Digitalisasi juga membuka peluang untuk pengawasan yang lebih transparan serta evaluasi berbasis data real time. Ini penting karena selama bertahun-tahun, kelemahan dalam sistem manual penyaluran bansos menyebabkan ketidaktepatan sasaran dan potensi penyalahgunaan anggaran. Lewat pendekatan digital, setiap bantuan tercatat, terverifikasi, dan terpantau secara sistematis, sehingga meningkatkan kepercayaan publik terhadap program bansos pemerintah.
Selain sebagai alat pengaman sosial, bansos juga menjadi pendorong ekonomi lokal, terutama di pedesaan. Presiden Prabowo Subianto bersama jajaran kepala daerah meluncurkan inisiatif Koperasi Desa Merah Putih (KDMP) pada pertengahan Juli 2025. Inisiatif ini ditujukan untuk memperkuat ekonomi rakyat dari bawah melalui koperasi berbasis desa yang terintegrasi dengan program perlinsos dan bantuan usaha mikro.
Pemerintah mencatat seluruh desa di Jawa Timur dan Maluku Utara telah memiliki koperasi aktif yang berbadan hukum. Keberadaan koperasi ini tidak hanya menyerap dana bansos sebagai modal bergulir, tetapi juga memfasilitasi pelatihan usaha, pengembangan produk lokal, dan akses pasar. Presiden menyebut koperasi desa sebagai “urat nadi ekonomi rakyat” yang harus diperkuat secara berkelanjutan agar pertumbuhan ekonomi benar-benar merata hingga ke pelosok.

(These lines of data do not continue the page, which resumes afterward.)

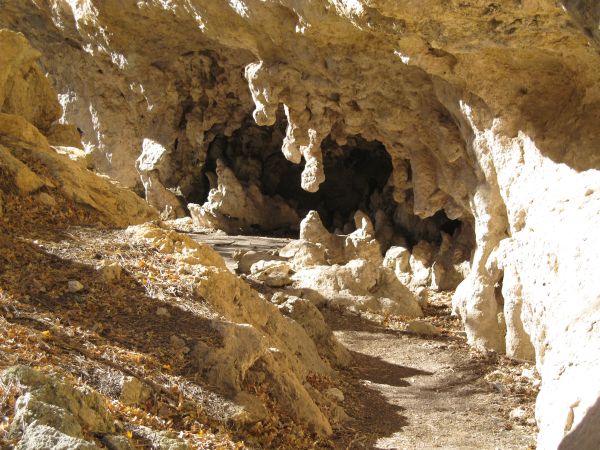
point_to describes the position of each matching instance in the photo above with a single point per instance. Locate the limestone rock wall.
(494, 105)
(30, 168)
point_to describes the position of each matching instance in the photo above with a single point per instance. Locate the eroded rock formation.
(488, 110)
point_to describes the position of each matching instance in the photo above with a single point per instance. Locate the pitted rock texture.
(489, 111)
(29, 165)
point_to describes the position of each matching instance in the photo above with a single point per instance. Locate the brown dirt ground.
(402, 391)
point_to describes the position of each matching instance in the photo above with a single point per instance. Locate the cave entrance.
(357, 177)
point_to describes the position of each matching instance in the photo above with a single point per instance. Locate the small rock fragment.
(116, 442)
(178, 344)
(110, 271)
(46, 199)
(518, 413)
(74, 286)
(162, 312)
(335, 394)
(134, 392)
(423, 327)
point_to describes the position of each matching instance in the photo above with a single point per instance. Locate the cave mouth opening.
(358, 176)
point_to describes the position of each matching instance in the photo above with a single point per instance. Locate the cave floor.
(401, 391)
(405, 391)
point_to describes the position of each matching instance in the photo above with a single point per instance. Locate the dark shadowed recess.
(357, 178)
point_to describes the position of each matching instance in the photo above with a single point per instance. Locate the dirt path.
(425, 393)
(410, 392)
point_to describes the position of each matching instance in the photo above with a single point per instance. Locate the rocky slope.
(488, 111)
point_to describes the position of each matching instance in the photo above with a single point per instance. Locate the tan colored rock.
(311, 319)
(134, 392)
(233, 207)
(64, 135)
(110, 271)
(397, 259)
(246, 259)
(272, 273)
(24, 179)
(257, 340)
(24, 89)
(488, 110)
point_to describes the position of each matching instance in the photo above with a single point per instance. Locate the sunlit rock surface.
(489, 112)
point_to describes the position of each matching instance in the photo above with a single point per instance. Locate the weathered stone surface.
(488, 110)
(52, 414)
(233, 207)
(28, 107)
(256, 337)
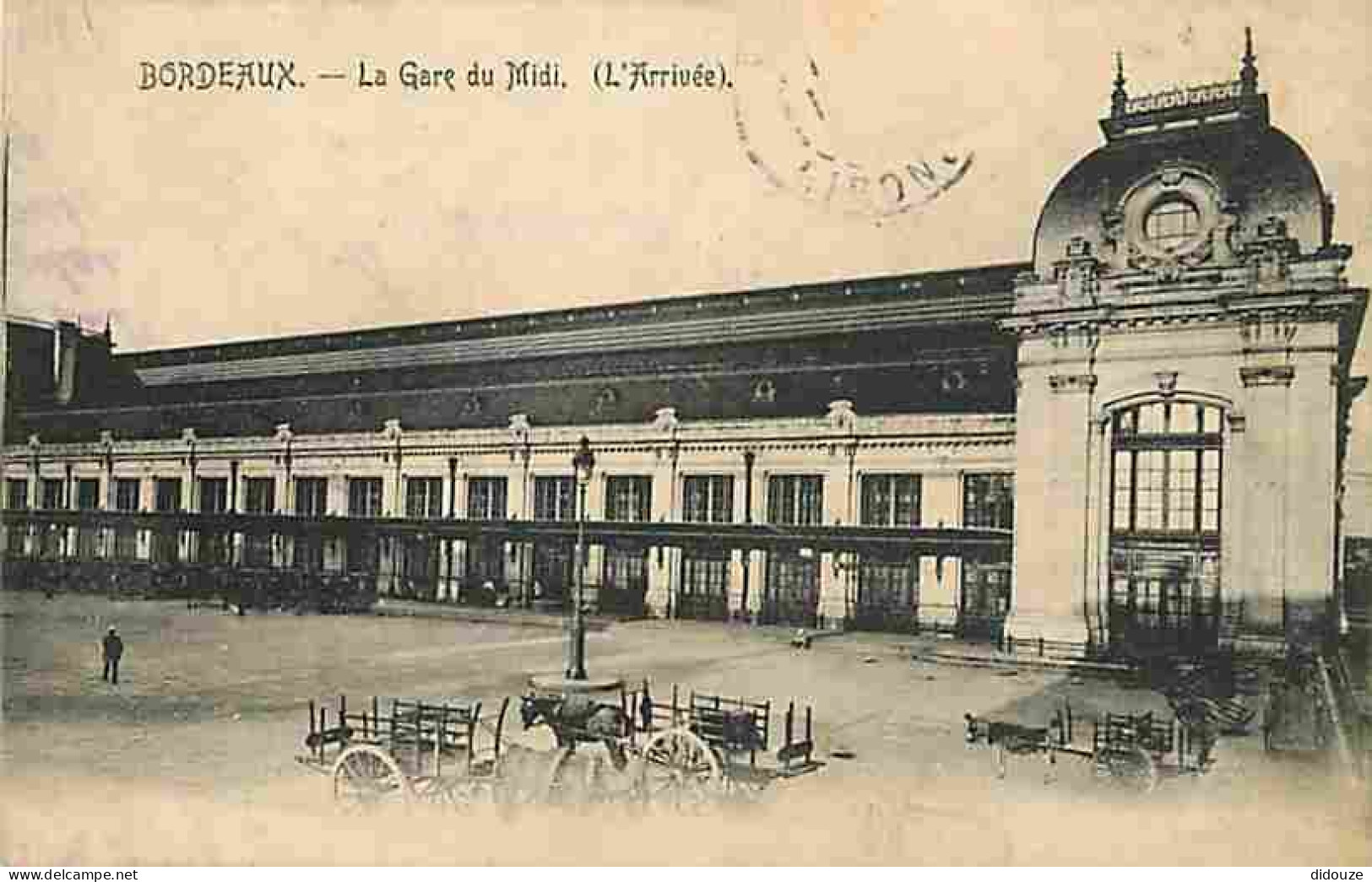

Kementerian Koordinator Bidang Perekonomian juga menambahkan bahwa pendekatan dari desa ke kota ini menjadi fondasi dalam membangun ekonomi nasional yang inklusif. Bantuan sosial bukan hanya ditujukan untuk mengangkat daya beli sesaat, tetapi untuk menciptakan transformasi ekonomi mikro menuju produktivitas yang lebih tinggi. Pemerintah berharap program ini akan mendorong peningkatan pendapatan masyarakat desa secara berkelanjutan dan memperkuat struktur ekonomi nasional dari bawah.
Meski begitu, berbagai tantangan masih mengemuka. Selain keterbatasan anggaran dan isu ketepatan sasaran, kebijakan bansos juga dihadapkan pada tantangan dalam memastikan bahwa bantuan tidak menciptakan ketergantungan jangka panjang. Untuk itu, dibutuhkan sinergi lintas sektor dan konsistensi kebijakan agar program bansos benar-benar menjadi jembatan menuju kemandirian ekonomi. Evaluasi berkala, penguatan kapasitas kelembagaan desa, serta pelibatan aktif masyarakat sipil dalam proses pengawasan dan pelaksanaan menjadi langkah yang sangat penting.
Berdasarkan perkembangan terbaru di bulan Juli 2025, bansos telah memainkan peran penting sebagai pengungkit daya beli masyarakat, pelindung ekonomi rumah tangga rentan, serta pendorong ekonomi desa. Jika dikelola dengan tata kelola yang baik, transparan, dan adaptif terhadap perubahan, bansos bukan hanya memberi bantuan sesaat, tetapi menjadi fondasi dari ekonomi yang lebih tangguh, berkeadilan, dan menyeluruh.